[Xapian-discuss] xapian performance

Wed Nov 22 23:31:35 GMT 2006

On Wed, Nov 22, 2006 at 06:55:21PM -0200, Fernando Nemec wrote:
> Do you think its better to have a large set of queries or this will do
> fine?

The effects will depend on the queries, but Arjen has already tested a
larger set so I was mostly hoping you could confirm there was no
regression for the two term case.

> This was made *without* experimental phrase optimization patch:
> 
> <!--Xapian::Query(lula)-->
> 0m0.412s
> <!--Xapian::Query((presidente PHRASE 2 lula))-->
> 1m5.062s
> <!--Xapian::Query((governo PHRASE 6 do PHRASE 6 estado PHRASE 6 de PHRASE 6 sao PHRASE 6 paulo))-->
> 1m14.193s
> 
> That was made *with* phrase optimization patch:
> 
> <!--Xapian::Query(lula)-->
> 0m0.379s
> <!--Xapian::Query((presidente PHRASE 2 lula))-->
> 0m58.514s
> <!--Xapian::Query((governo PHRASE 6 do PHRASE 6 estado PHRASE 6 de PHRASE 6 sao PHRASE 6 paulo))-->
> 1m2.503s

It's interesting that the first case is sped up (by 8% which is little
high to be noise) - the patch shouldn't change non-phrase queries at
all.  Is this SVN HEAD with and without this patch?

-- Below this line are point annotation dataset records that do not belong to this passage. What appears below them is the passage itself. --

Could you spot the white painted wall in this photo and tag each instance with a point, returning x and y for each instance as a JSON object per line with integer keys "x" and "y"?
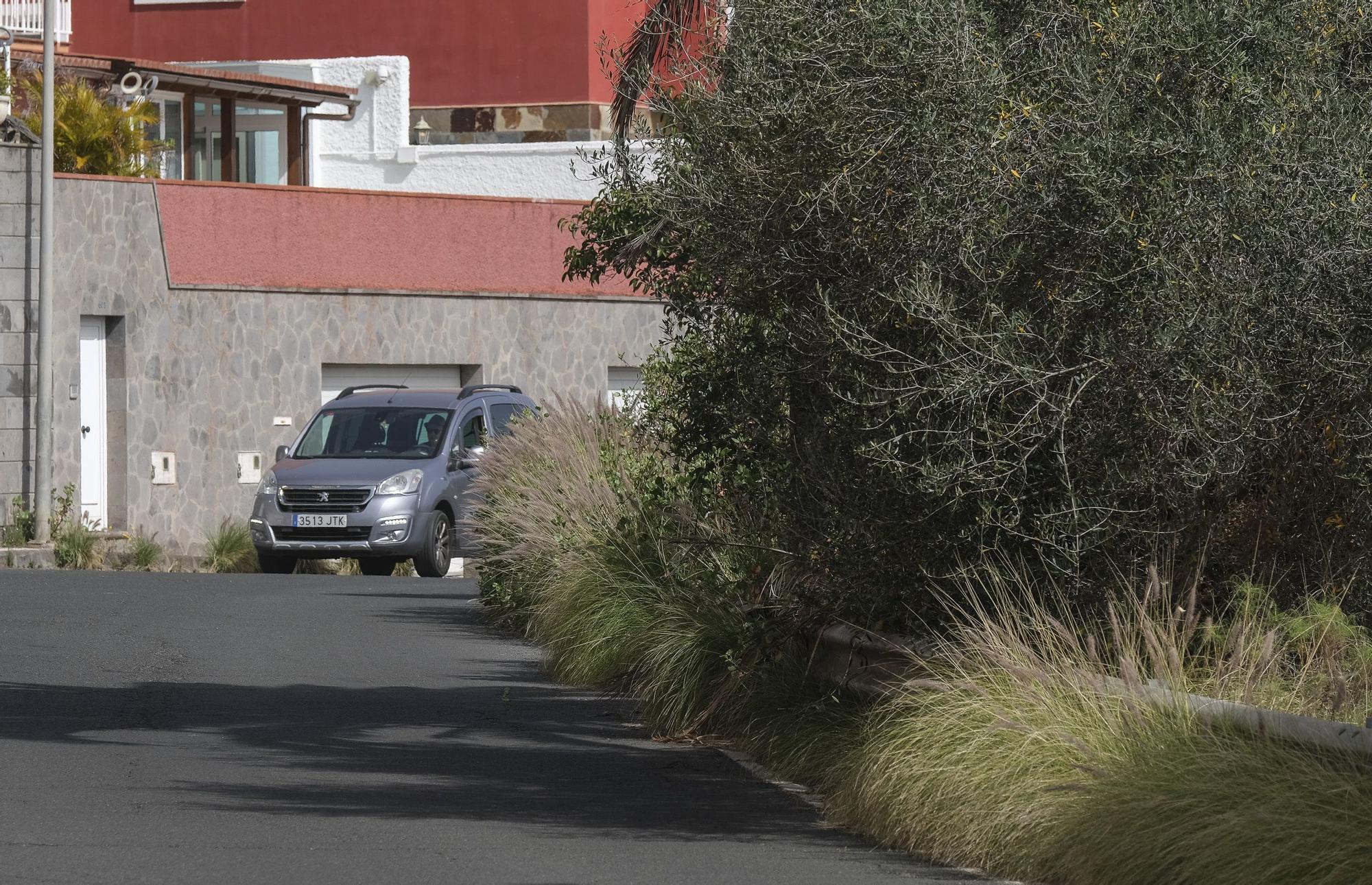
{"x": 374, "y": 152}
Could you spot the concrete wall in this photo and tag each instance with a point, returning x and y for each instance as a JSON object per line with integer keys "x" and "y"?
{"x": 19, "y": 305}
{"x": 287, "y": 238}
{"x": 466, "y": 53}
{"x": 204, "y": 370}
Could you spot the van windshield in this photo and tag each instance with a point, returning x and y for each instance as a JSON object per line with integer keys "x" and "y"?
{"x": 378, "y": 433}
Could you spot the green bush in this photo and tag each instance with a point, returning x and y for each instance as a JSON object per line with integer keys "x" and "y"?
{"x": 20, "y": 532}
{"x": 230, "y": 550}
{"x": 1058, "y": 281}
{"x": 1012, "y": 753}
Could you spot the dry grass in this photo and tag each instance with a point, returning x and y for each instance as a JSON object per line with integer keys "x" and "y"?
{"x": 1016, "y": 755}
{"x": 230, "y": 550}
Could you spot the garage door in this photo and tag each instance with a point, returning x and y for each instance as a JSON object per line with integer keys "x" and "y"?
{"x": 337, "y": 377}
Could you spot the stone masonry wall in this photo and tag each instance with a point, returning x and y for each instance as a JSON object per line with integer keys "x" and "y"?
{"x": 19, "y": 305}
{"x": 204, "y": 371}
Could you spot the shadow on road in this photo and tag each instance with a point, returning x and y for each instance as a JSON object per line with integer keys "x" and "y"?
{"x": 500, "y": 744}
{"x": 545, "y": 757}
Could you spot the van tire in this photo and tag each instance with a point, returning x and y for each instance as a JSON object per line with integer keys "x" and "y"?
{"x": 436, "y": 556}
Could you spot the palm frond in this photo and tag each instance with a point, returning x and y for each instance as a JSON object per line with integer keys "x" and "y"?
{"x": 659, "y": 32}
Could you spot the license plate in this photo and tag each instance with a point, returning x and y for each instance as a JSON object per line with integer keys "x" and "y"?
{"x": 320, "y": 521}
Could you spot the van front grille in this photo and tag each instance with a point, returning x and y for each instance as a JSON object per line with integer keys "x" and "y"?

http://www.oligarchy.co.uk/xapian/patches/xapian-experimental-phrase-optimisation-v2.patch

Are you timing Omega?  If so, did you try removing $topterms from your
query template?

And how are you timing?

If this is "wall-clock" time from the "time" utility/built-in, what are
the user and system times?

> I don't know if this is relevant but may be it is. On this query
> 
> <!--Xapian::Query((presidente PHRASE 2 lula))-->
> 
> cache seems to do not affect this query at all. Even if I search the
> exact same query seconds later the search time is high and almost the
> same.

I think this must mean that we need to read so many disk blocks for
this query that not many end up cached.  I think you said you had 1GB
of RAM, so there might not be all that much left for caching.  What
does the "free" command report?

> If there's anything else I can do to help to fix this issue, please
> let me know.

It would be interesting to try measuring just how many blocks we
actually read - this will be a repeatable measure, whereas timings
from cold disk cache are much harder to exactly repeat.  Try applying
this patch:

http://www.oligarchy.co.uk/xapian/patches/flint-count-read-blocks.patch

This reports the number of blocks read from each table of each flint
database to stderr (the report happens whenever a database is closed).

Cheers,
    Olly